Wednesday, March 18, 2009

ADHD: Why We Procrastinate

Today I procrastinated until I realized I had too much on my plate. Us ADD'ers have a hard time balancing. We either say yes to everything or no to everything. This morning I went on a long hike with a friend who's moving out of town. Tonight I'm having a dozen people over for a going-away-dinner for the same friend. In between hiking, shopping, cooking, and staying fed, I was supposed to study for my Intimidating Friday Final.

No matter how hard I tried, no matter how much I wanted to, I could not pick up those books to study. Procrastination had set in. After several hours of agony, during which time I got all the food made, I realized that I was exhausted.

Exhaustion is a funny thing. It's not good or bad, it just is so don't beat yourself up over it. It also prevents any mental exertion from taking place. I've learned not to try. That sounds like a terrible thing as we've been told all our lives that we should try harder. Pigbath! (That sounded funnier than "hogwash" so I thought I'd give it a try.) When your horse is falling down underneath you, the fastest way to get to your destination is to rest and feed it. You can keep trying all you want but all you're going to get is a slower horse until your horse is dead.

Experience has taught me that the best way to prepare for Intimidating Friday Finals is to eat and get a good nights sleep. And so, I will not be studying tonight. It will do me no good -- nothing will stick. I'm no longer procrastinating studying for my Intimidating Friday Final as I've given myself permission to wait until tomorrow.

Tuesday, March 17, 2009

ADHD, Finals, and Burning the Stew

I was an hour early. I remembered to fill out a notecard. I remembered a scantron, pencil, and eraser. I even remembered the room number. What I didn't remember was a calculator -- and this final was for my accounting class. What I didn't remember was my meds. Thankfully, the hyperfocus kicked in and I was able to concentrate on the test. The words on the page made sense today. I actually did all my calculations longhand twice! When I turned the test in, I felt good. Really good. In fact, I probably got an A on it.

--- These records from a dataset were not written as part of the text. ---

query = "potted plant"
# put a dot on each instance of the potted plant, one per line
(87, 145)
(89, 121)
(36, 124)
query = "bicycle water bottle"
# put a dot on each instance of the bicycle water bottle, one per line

On the drive home, I wanted to go see my horse but realized I was getting hungry. Getting hungry is not an option for me any more. The opportunity costs are way too high. So, I went to the grocery store, bought stuff for stew, came home, made beef stew, and turned the heat to low to let it simmer. You guessed it. An hour later, I smelled it burning. Thankfully, only the bottom burnt and the rest is mouth-watering delicious. Over-all a wonderfully successful day. I made the grade and I've got amazing stew on the stove.

Three months ago this would have been a very different story. Why am I happy about today? Why am I not beating myself up about my "failures"? First, I got more than eight hours of good sleep. I let myself wind down and wouldn't let myself think too hard before going to bed last night. Second, I ate a big breakfast. I ate two eggs, bacon, hashbrowns, and beans -- the right amount of efficient protein, energy, and soluble fiber to keep me fueled for the morning. Third, I focused on solutions, not mistakes, when I realized I'd forgotten the calculator. Fourth, I ate before I got hungry, preventing blood sugar swings. Fifth, I didn't think too hard about cooking or what I should be doing, I just did it. Sixth, when the stew burnt, I didn't beat myself up.

I did at least six things right so that even though I made two potentially big mistakes, I passed my final and I have stew to eat. That's what really matters.